A instrução dá um prazo de 30 dias às direções do Comando-Geral, dos comandos provinciais, ramos da [olícia, unidades das forças especiais e de reserva, e estabelecimentos de ensino para apresentarem recomendações e soluções.
Bernardino Rafael apelou aos agentes, um dia depois de ter assinado a instrução, “a abandonar o comportamento desviante” e alertou que vai “exercer pressão contra o agente da polícia que participa com grupos que praticam crime”, expulsando os agentes envolvidos.
“Alguns colegas estão a perder a cabeça. Não pode ser a Polícia a aumentar os índices de criminalidade no país. Se a Polícia comete crime está prejudicando aquilo a que nos comprometemos”, precisou Bernardino Rafael, em Chimoio, no lançamento da semana da PRM, que assinala 49 anos de sua criação no dia 17 de Maio.
Raptos realizados por agentes
No caso mais recente, dois agentes da Polícia afetos à 23a. esquadra em Maputo foram detidos, na semana passada, pelo Serviço Nacional de Investigação Criminal (SERNIC), por suspeita de terem raptado uma criança de oito anos, cujo resgate de 200 mil meticais acabou frustrado.
A criança foi encontrada na casa de um dos agentes, que era usada como cativeiro.
A 11 de fevereiro, um empresário foi raptado na cidade de Maputo a poucos metros da Casa Militar, quartel responsável pela guarda do Presidente moçambicano, levantando suspeitas do envolvimento de alguns agentes no segundo caso de rapto concretizado até àquela data.
Outros casos de raptos contra empresários de origem asiática e seus familiares, envolvendo agentes da polícia, foram reportados na cidade e província de Maputo, Sofala e Nampula.
A onda de raptos de empresários em Moçambique começou em 2011 e é, frequentemente, confirmada a participação de polícias e magistrados, entre outros agentes do Estado, nessas redes, com ramificações que se estendem até a vizinha África do Sul.
A Polícia registou um total de 185 casos de raptos e pelo menos 288 pessoas foram detidas por suspeitas de envolvimento no crime desde 2011, anunciou o ministro do Interior, em março.
Desde Janeiro de 2023, as autoridades moçambicanas detiveram 38 pessoas envolvidas na onda de raptos no país, que registou um total de 13 casos no mesmo período, segundo dados oficiais.
Baixos salários podem estar na origem do problema
Analistas políticos moçambicanos, ouvidos pela VOA, consideram que as graves falhas no processo de recrutamento de candidatos a agentes, entre os quais, os baixos salários e a degradação moral da sociedade, podem estar a influenciar o envolvimento de membros nos crimes.

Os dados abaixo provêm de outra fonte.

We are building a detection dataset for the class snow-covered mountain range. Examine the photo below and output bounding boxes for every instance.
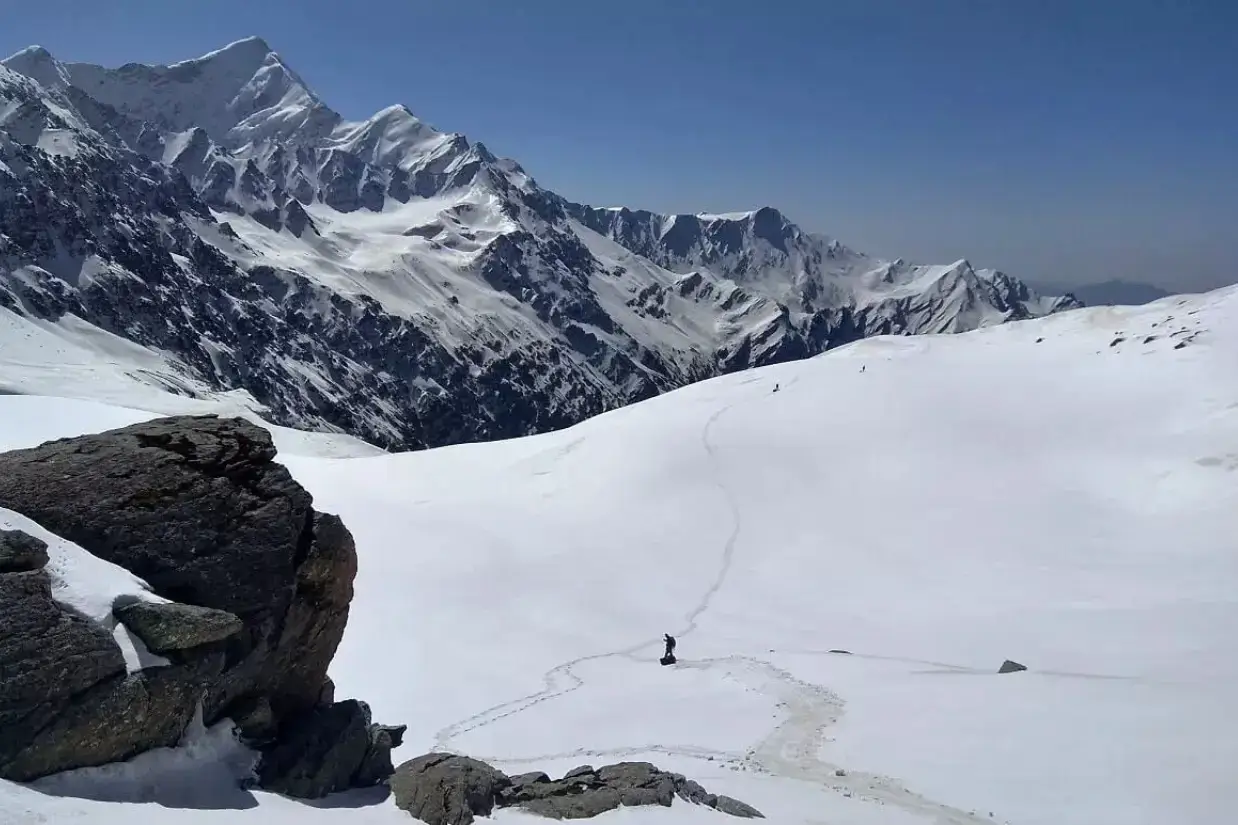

“Há problemas em cadeia, desde o recrutamento dos agentes policiais. É comum ouvir que ex-bandidos, ex-ladrões foram parar à corporação policial. Obviamente. que estes indivíduos jamais deixarão de praticar, mesmo não fazendo de forma direta, mas sim de forma indireta”, diz em declarações à Voz da América, Teotónio Pio, docente universitário.
Pio sugere que os candidatos sejam filtrados de acordo com o seu comportamento na sociedade. “Os crimes devem constituir preocupação de quem dirige a corporação, e nunca deveria apanhar sono ao ouvir dizer que todos os dias a nossa polícia está envolvida num ou noutro caso criminal neste país”, conclui.
O também analista político, Martinho Marcos, defende o estabelecimento de um salário compatível na Polícia, "que possa desencorajar a aliança com grupos criminosos".
Na apresentação do seu informe anual ao Parlamento, a 24 de abril, a Procuradora-Geral de Moçambique, Beatriz Buchili, manifestou algum desagrado pelo facto de os pedidos de extradição dos supostos mandantes dos raptos, feitos às autoridades sul-africanas, não terem tido resposta.
"A título ilustrativo, foram submetidos 20 pedidos de extradição e auxilio judiciário mútuo na sua maioria há mais de um ano, alguns dos quais relativos a indivíduos identificados como mandantes do crime de rapto e entretanto não obtivemos respostas", afirmou Buchili.